A reader recently raised some concerns about a security choice being weighed by the reader’s organization.

The reader writes:

“I work for one of the largest cities in the United States. Due to the tightness of the budget, there is a plan to use computer science student interns to set up and manage the network security for various city agencies. Most of these agencies do not currently have the expertise or resources to dedicate to security.

“I feel that it is a very bad idea for many reasons. There will be no oversight of the interns’ work. Moreover, it doesn’t help the agencies become any more security-savvy when the internship ends. I am also uncomfortable with the idea that the age bracket that is most common to hack is the same as most of these college interns. So, while the interns will have the knowledge to tighten security, this knowledge could also be used to leave/create backdoors that will be hard to find. I guess I am concerned about their lack of vested interest in the agencies and the lack of possible accountability. Am I out of line?

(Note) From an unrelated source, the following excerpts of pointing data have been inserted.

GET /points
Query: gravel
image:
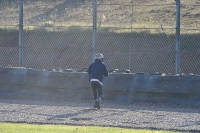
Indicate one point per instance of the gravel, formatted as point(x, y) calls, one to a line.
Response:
point(182, 118)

“I would like the city to think of all of the consequences of this proposal before it goes into effect. I sense it could have the potential to be a PR and security catastrophe.”

I responded that the reader’s concerns seem very reasonable. However, the system could work and be a wonderful opportunity for both the students and the city if:

* The students are vetted using detailed phone conversations with their academic references

* Each candidate is interviewed to discuss their attitudes toward hacking and to evaluate their maturity

* They write logs and prepare weekly reports on their findings and their actions so others can learn from them

* They provide teaching sessions at the end of their projects where they summarize the lessons learned and leave a permanent record of their work

* The students are supervised by their college professors in weekly status meetings

* Clear policies are in place on acceptable use of city resources

* All the students understand to whom they are reporting in their work so there is no confusion about lines of responsibility

* All the permanent staff understand to whom the students report for the same reason as the previous point

As a university professor myself, I think internships are a wonderful way for both the employer and the students to learn; in addition, the students’ reports can serve as case studies (with suitable masking of sensitive information) for lectures by the students and as fresh material for professor’s lectures.

My own experience with many university students interested in security is that they are committed to genuine security, not to childish hacking games. The criminal hackers either don’t have the discipline to excel in university studies or they are very good at fooling their professors into believing they’re not criminal hackers.

Finally, I note that the National Security Agency’s and National Science Foundation’s cyber-security scholarship programs – in which Norwich students have particularly distinguished themselves by winning an unusually high number of seats – include summer internships in government departments. Clearly somebody thinks that college students can be a real security asset.